Trinidad' s limited player pool was reflected in the few changes made by Beenhakker in the starting lineup in the Soca Warriors' three matches during Gold Cup. But his discipline has produced a more organized and compact team, which played in Miami without its biggest star, former Manchester United forward Dwight Yorke, now in Australia. His limited pool of players notwithstanding, Beenhakker is molding a team in his image, less flashy and more direct. New addition Chris Birchall, who grew up in Stoke, England but now a Trinidadian international (by virtue of his mother) showed promise and scored a goal in the 1-1 tie against Honduras. The players are gaining in confidence and Columbus Crew forward Cornell Glen scored an injury-time equalizer against Panama. "We have the best coach," exclaimed Glasgow Rangers defender Marvin Andrews during a break in a steamy training session in Miami.

Beenhakker's coaching staff includes countrymen Theo de Jong and Wim Rijsbergen, both veterans of the legendary Dutch team from the 1974 World Cup. Rijsbergen conducts the training sessions while the 70-year-old Beenhakker observes and paces. At the hotel, they huddle to discuss tactics and player choices.

In Holland, they say that two Dutchmen discussing any subject will have three opinions on the matter. And this tendency to question and criticize openly has perhaps hardened coaches such as Beenhakker, and many say has hurt the cohesion on the Netherlands squads during long tournaments such as the World Cups. But Beenhakker was not brought in to impose a Dutch system, but to get results in a hurry. He was hired by the Trinidad federation and Concacaf president Jack Warner because of his previous experience with Concacaf soccer scene, and in particular his knowledge of Mexican soccer.
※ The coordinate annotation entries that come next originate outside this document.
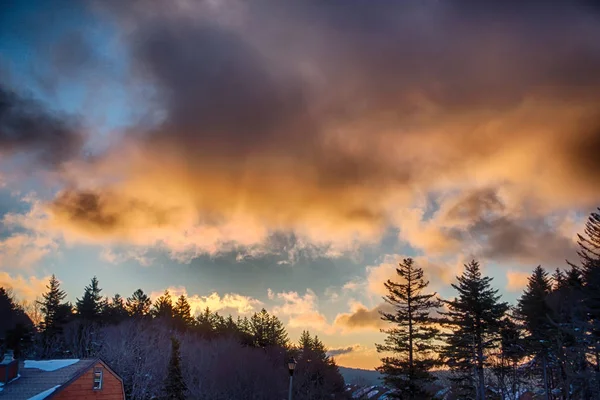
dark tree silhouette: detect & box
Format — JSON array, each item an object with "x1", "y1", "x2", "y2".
[
  {"x1": 440, "y1": 260, "x2": 508, "y2": 400},
  {"x1": 376, "y1": 258, "x2": 441, "y2": 400},
  {"x1": 125, "y1": 289, "x2": 152, "y2": 318},
  {"x1": 165, "y1": 337, "x2": 187, "y2": 400},
  {"x1": 75, "y1": 276, "x2": 106, "y2": 322}
]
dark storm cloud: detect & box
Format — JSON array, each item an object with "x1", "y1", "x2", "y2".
[
  {"x1": 327, "y1": 346, "x2": 357, "y2": 357},
  {"x1": 91, "y1": 1, "x2": 600, "y2": 168},
  {"x1": 444, "y1": 188, "x2": 576, "y2": 265},
  {"x1": 335, "y1": 303, "x2": 390, "y2": 330},
  {"x1": 48, "y1": 0, "x2": 600, "y2": 254},
  {"x1": 0, "y1": 86, "x2": 83, "y2": 166}
]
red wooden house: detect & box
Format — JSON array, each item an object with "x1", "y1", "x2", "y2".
[{"x1": 0, "y1": 356, "x2": 125, "y2": 400}]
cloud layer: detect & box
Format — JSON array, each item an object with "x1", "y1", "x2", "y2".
[{"x1": 4, "y1": 0, "x2": 600, "y2": 262}]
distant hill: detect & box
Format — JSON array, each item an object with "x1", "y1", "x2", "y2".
[{"x1": 338, "y1": 367, "x2": 382, "y2": 386}]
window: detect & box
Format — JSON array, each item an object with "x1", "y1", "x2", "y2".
[{"x1": 94, "y1": 367, "x2": 102, "y2": 390}]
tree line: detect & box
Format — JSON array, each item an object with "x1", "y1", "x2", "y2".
[
  {"x1": 376, "y1": 209, "x2": 600, "y2": 400},
  {"x1": 0, "y1": 275, "x2": 347, "y2": 400}
]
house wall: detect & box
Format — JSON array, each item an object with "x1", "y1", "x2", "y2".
[
  {"x1": 52, "y1": 362, "x2": 125, "y2": 400},
  {"x1": 0, "y1": 360, "x2": 19, "y2": 383}
]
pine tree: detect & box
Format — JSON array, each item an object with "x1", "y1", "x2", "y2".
[
  {"x1": 152, "y1": 290, "x2": 173, "y2": 320},
  {"x1": 517, "y1": 266, "x2": 557, "y2": 398},
  {"x1": 196, "y1": 307, "x2": 215, "y2": 338},
  {"x1": 294, "y1": 331, "x2": 344, "y2": 400},
  {"x1": 569, "y1": 208, "x2": 600, "y2": 396},
  {"x1": 546, "y1": 267, "x2": 594, "y2": 398},
  {"x1": 250, "y1": 308, "x2": 288, "y2": 347},
  {"x1": 173, "y1": 294, "x2": 194, "y2": 329},
  {"x1": 125, "y1": 289, "x2": 152, "y2": 318},
  {"x1": 552, "y1": 268, "x2": 566, "y2": 290},
  {"x1": 493, "y1": 317, "x2": 527, "y2": 399},
  {"x1": 376, "y1": 258, "x2": 441, "y2": 399},
  {"x1": 76, "y1": 276, "x2": 105, "y2": 322},
  {"x1": 104, "y1": 293, "x2": 129, "y2": 324},
  {"x1": 440, "y1": 260, "x2": 508, "y2": 400},
  {"x1": 0, "y1": 287, "x2": 34, "y2": 357},
  {"x1": 164, "y1": 337, "x2": 187, "y2": 400},
  {"x1": 40, "y1": 275, "x2": 70, "y2": 336}
]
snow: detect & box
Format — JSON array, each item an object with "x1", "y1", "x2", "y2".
[
  {"x1": 0, "y1": 374, "x2": 21, "y2": 392},
  {"x1": 24, "y1": 358, "x2": 79, "y2": 372},
  {"x1": 27, "y1": 385, "x2": 60, "y2": 400}
]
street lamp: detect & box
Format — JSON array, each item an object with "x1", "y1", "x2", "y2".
[{"x1": 288, "y1": 357, "x2": 296, "y2": 400}]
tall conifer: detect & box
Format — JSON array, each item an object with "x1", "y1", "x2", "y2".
[
  {"x1": 440, "y1": 260, "x2": 508, "y2": 400},
  {"x1": 376, "y1": 258, "x2": 441, "y2": 399}
]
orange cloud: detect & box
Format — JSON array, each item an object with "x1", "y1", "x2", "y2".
[
  {"x1": 0, "y1": 196, "x2": 58, "y2": 270},
  {"x1": 150, "y1": 286, "x2": 263, "y2": 315},
  {"x1": 270, "y1": 289, "x2": 333, "y2": 333},
  {"x1": 506, "y1": 271, "x2": 531, "y2": 292},
  {"x1": 0, "y1": 271, "x2": 50, "y2": 301},
  {"x1": 333, "y1": 301, "x2": 391, "y2": 332},
  {"x1": 5, "y1": 1, "x2": 600, "y2": 261}
]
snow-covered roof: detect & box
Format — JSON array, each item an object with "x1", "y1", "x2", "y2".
[
  {"x1": 0, "y1": 359, "x2": 99, "y2": 400},
  {"x1": 23, "y1": 358, "x2": 79, "y2": 372}
]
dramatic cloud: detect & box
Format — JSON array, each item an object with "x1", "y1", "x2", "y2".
[
  {"x1": 0, "y1": 196, "x2": 59, "y2": 270},
  {"x1": 401, "y1": 187, "x2": 581, "y2": 265},
  {"x1": 268, "y1": 289, "x2": 333, "y2": 333},
  {"x1": 150, "y1": 286, "x2": 262, "y2": 315},
  {"x1": 364, "y1": 255, "x2": 466, "y2": 298},
  {"x1": 38, "y1": 1, "x2": 600, "y2": 257},
  {"x1": 327, "y1": 344, "x2": 362, "y2": 357},
  {"x1": 334, "y1": 302, "x2": 390, "y2": 331},
  {"x1": 0, "y1": 85, "x2": 83, "y2": 166},
  {"x1": 0, "y1": 271, "x2": 50, "y2": 301},
  {"x1": 506, "y1": 271, "x2": 531, "y2": 292}
]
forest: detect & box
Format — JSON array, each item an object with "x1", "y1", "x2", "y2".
[
  {"x1": 377, "y1": 209, "x2": 600, "y2": 400},
  {"x1": 0, "y1": 209, "x2": 600, "y2": 400},
  {"x1": 0, "y1": 282, "x2": 346, "y2": 400}
]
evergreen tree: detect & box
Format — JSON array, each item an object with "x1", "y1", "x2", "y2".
[
  {"x1": 235, "y1": 316, "x2": 254, "y2": 346},
  {"x1": 173, "y1": 294, "x2": 194, "y2": 329},
  {"x1": 152, "y1": 290, "x2": 173, "y2": 319},
  {"x1": 440, "y1": 260, "x2": 508, "y2": 400},
  {"x1": 492, "y1": 317, "x2": 527, "y2": 399},
  {"x1": 164, "y1": 337, "x2": 187, "y2": 400},
  {"x1": 547, "y1": 267, "x2": 594, "y2": 398},
  {"x1": 294, "y1": 331, "x2": 344, "y2": 400},
  {"x1": 376, "y1": 258, "x2": 441, "y2": 400},
  {"x1": 125, "y1": 289, "x2": 152, "y2": 318},
  {"x1": 104, "y1": 293, "x2": 129, "y2": 324},
  {"x1": 75, "y1": 276, "x2": 105, "y2": 322},
  {"x1": 552, "y1": 268, "x2": 566, "y2": 290},
  {"x1": 250, "y1": 308, "x2": 288, "y2": 347},
  {"x1": 40, "y1": 275, "x2": 71, "y2": 337},
  {"x1": 196, "y1": 307, "x2": 215, "y2": 338},
  {"x1": 0, "y1": 287, "x2": 34, "y2": 357},
  {"x1": 569, "y1": 208, "x2": 600, "y2": 396},
  {"x1": 517, "y1": 266, "x2": 557, "y2": 398}
]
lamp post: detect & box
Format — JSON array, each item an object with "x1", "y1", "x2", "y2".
[{"x1": 288, "y1": 357, "x2": 296, "y2": 400}]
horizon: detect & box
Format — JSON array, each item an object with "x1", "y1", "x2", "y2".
[{"x1": 0, "y1": 0, "x2": 600, "y2": 369}]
"Trinidad is a very small country, with no international soccer pedigree, which once in a while fights for a chance to enter a big tournament like a World Cup," he explains. "People there live the game with great enthusiasm and passion, and their national team has a chance to qualify. In that sense, it's different from Mexico, where they have great infrastructure and a very strong league. And now Mexico has players with double nationality, and that helps to strengthen the national team greatly."

Beenhakker was the coach of the Dutch team in World Cup 1990, where a team with talents such as Marco van Basten, Ruud Gullit and Frank Rijkaard was eliminated in the second round by the eventual champ West Germany in what was perhaps the best match of the whole tournament. Yet Beenhakker is remembered more for his club stints, having coached Ajax and Feyenoord in Holland and spent six seasons at Real Madrid, plus stints in Saudi Arabia, Switzerland and twice at America of Mexico, where his brusque manner and testy relationship and exchanges with the local media at press conferences were legendary.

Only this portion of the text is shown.